Beide haben ihre Mitgliedschaft mit Wirkung Dezember 2006 gekündigt! Diese Maßnahme war unumgänglich, da die Mehrzahl des Vorstandes lediglich die Interpretationen zur Klassischen Dressur nach Maßgabe der FN vertritt. Ursprüngliches Anliegen der Ausscheidenden jedoch war es, das Wissen der ALTEN MEISTER (daher der Vereinsname XENOPHON) wieder aufleben zu lassen.

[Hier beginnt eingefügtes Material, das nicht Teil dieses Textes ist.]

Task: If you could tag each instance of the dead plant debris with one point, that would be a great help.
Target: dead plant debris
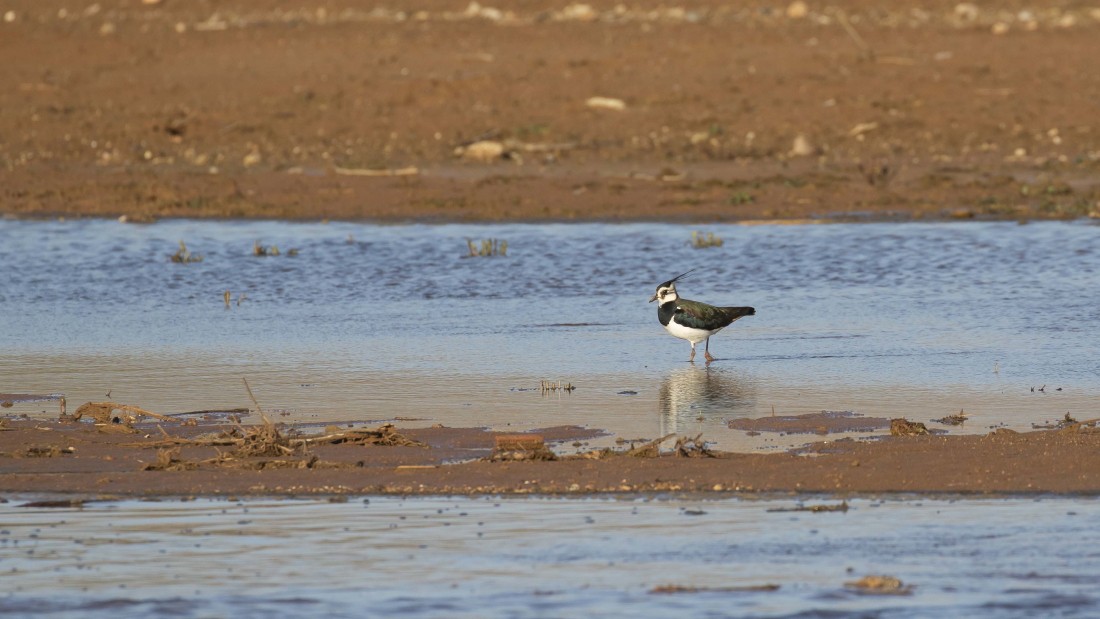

"Eine Brücke muss geschlagen werden vom Einst zum Jetzt, da es um Werte geht, für die es keinen Denkmalschutz gibt. Und doch ist es so nötig, ethische Grundbegriffe vergangener Zeiten im heutigen Denken und Handeln neu zu verankern. Das einst Selbstversändliche muss heute gezielt gelehrt und gelernt werden: Eigenschaften und Fähigkeiten, die letztlich für den Umgang mit Menschen genau so notwendig sind wie für den Umgang mit Pferden.
Pferde verlangen Distanz, sie haben sich in der Geschichte ihres Dienstes mit dem Menschen nie gemein gemacht. Nur wer Pferde als freie, lebendige Partner und als Geschöpfe Gottes anerkennt, wird den Adel ihres Wesens und schließlich ihre Zuneigung erfahren. Und er wird etwas gewinnen, was über die Fertigkeit im Sattel weit hinausgeht: Einen stolzen Diener – statt einen unterworfenen aufsässigen Knecht. Und nur ihm wird sich offenbaren, was es heißt, Mensch zu sein: teilhaftig der Natur und doch ihr nicht verhaftet, sondern ihr Herr.
Darum ist – und bleibt – Reiten eine Schule der Menschlichkeit." (Zitat Hans-Heinrich Isenbart)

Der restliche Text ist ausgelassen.